During college, I interned at a hospital in Cairo, where the labor and delivery floors were filled with women who had obtained unsafe abortions. I saw first-hand the repercussions of abortion bans. That, plus my mom’s difficult experience accessing abortion care before Roe v. Wade, made me passionate about helping people access safe care.

I went to medical school because I wanted to be an abortion-providing clinician but ultimately decided to work in research and policy. About 10 years ago, a legal colleague and I founded a nonprofit that developed strategies for delivering safe and effective medication abortion care in legally restricted and low-resource settings, like northern Thailand and rural Pakistan.

Then, in 2022, the US Supreme Court allowed states to ban abortion. The same year, Massachusetts enacted the first comprehensive Shield Law in the country: It effectively redefines the location of telemedicine abortion care. If the clinician is licensed and physically practicing in Massachusetts, then the telemedicine care is considered to be taking place in Massachusetts, regardless of the patient’s location. That legally protects Massachusetts clinicians, as well as helpers and funders, providing abortion care to patients physically located in other states. 

We launched The Massachusetts Medication Abortion Access Project (The MAP) in September 2023. It’s an asynchronous telemedicine service that can be accessed through our website. We do a basic eligibility screen based on chronological age, gestational age and geography; most people are eligible based on those criteria, and they get an email with links to the medical questionnaire and consent forms. The clinician can then approve the patient for a shipment of pills or connect with them to talk through concerns. We ask abortion seekers to pay what they can afford—as little as $5.

There are patients that are not eligible for our service, either because of gestational age or because of underlying medical conditions. We work closely with them to try to find clinical care if that’s what they need.

We are very much a part of the formal healthcare system: We work with the state government and comply with all state laws. We provide abortion-seeking patients across the country with an alternative to traveling out of state for in-clinic care.
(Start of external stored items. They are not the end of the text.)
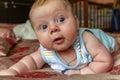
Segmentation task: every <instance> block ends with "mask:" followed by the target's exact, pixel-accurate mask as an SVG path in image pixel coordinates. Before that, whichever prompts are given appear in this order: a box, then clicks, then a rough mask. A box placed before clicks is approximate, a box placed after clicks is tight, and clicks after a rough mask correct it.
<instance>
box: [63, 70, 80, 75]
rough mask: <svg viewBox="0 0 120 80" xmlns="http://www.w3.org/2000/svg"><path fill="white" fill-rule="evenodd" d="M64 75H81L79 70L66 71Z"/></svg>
mask: <svg viewBox="0 0 120 80" xmlns="http://www.w3.org/2000/svg"><path fill="white" fill-rule="evenodd" d="M65 74H66V75H68V76H70V75H72V74H81V72H80V70H68V71H66V72H65Z"/></svg>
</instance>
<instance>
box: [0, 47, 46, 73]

More than half of our patients are from Texas, Florida, and Georgia, and 95 percent are from states with bans or very restrictive laws governing abortion access.

Complications from medication abortion are very, very rare, but we also provide information about what constitutes the need for clinical intervention, and how patients can safely seek follow-up care.

The biggest challenge we face is about our perceived legitimacy. When people learn there’s this group in Massachusetts that will send FDA-approved medications to your home for $5, it sounds absolutely bananas. People think this must be a scam, or that the pills are fake. It’s heartbreaking for us, because we’re real people. We’re a legitimate service. We’ve got highly trained clinicians who are doing this work. Some of our clinicians have been providing abortion care for decades.